3. Why does the construct have or not have an implicit barrier?
#### `single`
1. Yes
2. Yes, use `nowait`
3. Presumbably because you want the single thread to finish its task before continuing
1.
2.
3.
1.
2.
3.
#### `master`
1. No
2. N/A
3. If you want an implicit barrier just use `single`
1.
2.
3.
1.
2.
3.
#### `sections`
1. Yes
2. Yes, use `nowait`
3. Presumbably because you want the threads to finish their task before continuing
1.
2.
3.
1.
2.
3.
#### `critical`
1. No
2. N/A
3. Since each thread runs through the section sequentially a barrier is not needed
1.
2.
3.
1.
2.
3.
---
### Coding Challenge: A manual reduction
Implement a manual reduction to parallelise the sum starting from the serial `main.cpp` code in `02_pi_manual_reduction`.
**Hints**:
<details>
- In sum reduction:
1. Each thread sums into a *private* variable.

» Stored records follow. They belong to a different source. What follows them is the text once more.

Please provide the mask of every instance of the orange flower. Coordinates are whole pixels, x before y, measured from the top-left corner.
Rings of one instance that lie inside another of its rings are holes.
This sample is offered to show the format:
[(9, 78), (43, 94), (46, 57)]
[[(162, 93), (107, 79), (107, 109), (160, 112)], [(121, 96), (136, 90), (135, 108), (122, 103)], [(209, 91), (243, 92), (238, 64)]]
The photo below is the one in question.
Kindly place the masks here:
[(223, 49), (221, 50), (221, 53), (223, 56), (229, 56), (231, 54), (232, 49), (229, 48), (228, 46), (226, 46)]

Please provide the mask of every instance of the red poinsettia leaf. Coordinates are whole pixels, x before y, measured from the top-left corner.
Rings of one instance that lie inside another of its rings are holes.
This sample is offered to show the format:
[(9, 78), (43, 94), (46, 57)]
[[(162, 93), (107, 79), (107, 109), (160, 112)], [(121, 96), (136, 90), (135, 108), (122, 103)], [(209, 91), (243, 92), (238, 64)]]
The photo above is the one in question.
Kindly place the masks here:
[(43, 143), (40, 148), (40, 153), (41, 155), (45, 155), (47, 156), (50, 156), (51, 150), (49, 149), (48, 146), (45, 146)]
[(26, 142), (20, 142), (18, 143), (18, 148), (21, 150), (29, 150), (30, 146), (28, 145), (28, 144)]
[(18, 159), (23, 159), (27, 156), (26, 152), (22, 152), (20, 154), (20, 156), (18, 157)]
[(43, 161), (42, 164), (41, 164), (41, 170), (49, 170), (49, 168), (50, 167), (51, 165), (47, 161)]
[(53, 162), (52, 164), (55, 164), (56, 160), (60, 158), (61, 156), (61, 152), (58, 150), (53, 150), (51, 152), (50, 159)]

2. Private variables summed into final result *one at a time*.
- Where should the parallel region start and end?
- Should we use `parallel for` or just `parallel`?
- How do we make sure each thread has its own private `sum_tmp`?
- When should all threads sum into the final sum?
- How can we ensure each thread only access sum one at a time?
</details>
**Extra optional exercises**:
- Time your reduction. Is it as fast as OpenMPs?
- Test the strong and/or weak scaling of your reduction.